Pediatr Crit Care Med
. 2022 Feb 23. doi: 10.1097/PCC.0000000000002917. Online ahead of print. https://pubmed.ncbi.nlm.nih.gov/35200229/
Characterization of Inhaled Nitric Oxide Use for Cardiac Indications in Pediatric Patients
Andrew R Yates 1, John T Berger, Ron W Reeder, Russell Banks, Peter M Mourani, Robert A Berg, Joseph A Carcillo, Todd Carpenter, Mark W Hall, Kathleen L Meert, Patrick S McQuillen, Murray M Pollack, Anil Sapru, Daniel A Notterman, Richard Holubkov, J Michael Dean, David L Wessel, Eunice Kennedy Shriver National Institute of Child Health and Human Development Collaborative Pediatric Critical Care Research NetworkAffiliations expand
- PMID: 35200229
- DOI: 10.1097/PCC.0000000000002917
Objectives: Characterize the use of inhaled nitric oxide (iNO) for pediatric cardiac patients and assess the relationship between patient characteristics before iNO initiation and outcomes following cardiac surgery.
Design: Observational cohort study.
Setting: PICU and cardiac ICUs in seven Collaborative Pediatric Critical Care Research Network hospitals.
Patients: Consecutive patients, less than 18 years old, mechanically ventilated before or within 24 hours of iNO initiation. iNO was started for a cardiac indication and excluded newborns with congenital diaphragmatic hernia, meconium aspiration syndrome, and persistent pulmonary hypertension, or when iNO started at an outside institution.

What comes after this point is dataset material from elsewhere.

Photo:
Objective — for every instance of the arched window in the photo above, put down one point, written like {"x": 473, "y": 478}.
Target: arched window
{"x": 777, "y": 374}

Measurements and main results: Four-hundred seven patients with iNO initiation based on cardiac dysfunction. Cardiac dysfunction patients were administered iNO for a median of 4 days (2-7 d). There was significant morbidity with 51 of 407 (13%) requiring extracorporeal membrane oxygenation and 27 of 407 (7%) requiring renal replacement therapy after iNO initiation, and a 28-day mortality of 46 of 407 (11%). Of the 366 (90%) survivors, 64 of 366 patients (17%) had new morbidity as assessed by Functional Status Scale. Among the postoperative cardiac surgical group (n = 301), 37 of 301 (12%) had a superior cavopulmonary connection and nine of 301 (3%) had a Fontan procedure. Based on echocardiographic variables prior to iNO (n = 160) in the postoperative surgical group, right ventricle dysfunction was associated with 28-day and hospital mortalities (both, p < 0.001) and ventilator-free days (p = 0.003); tricuspid valve regurgitation was only associated with ventilator-free days (p < 0.001), whereas pulmonary hypertension was not associated with mortality or ventilator-free days.
Conclusions: Pediatric patients in whom iNO was initiated for a cardiac indication had a high mortality rate and significant morbidity. Right ventricular dysfunction, but not the presence of pulmonary hypertension on echocardiogram, was associated with ventilator-free days and mortality.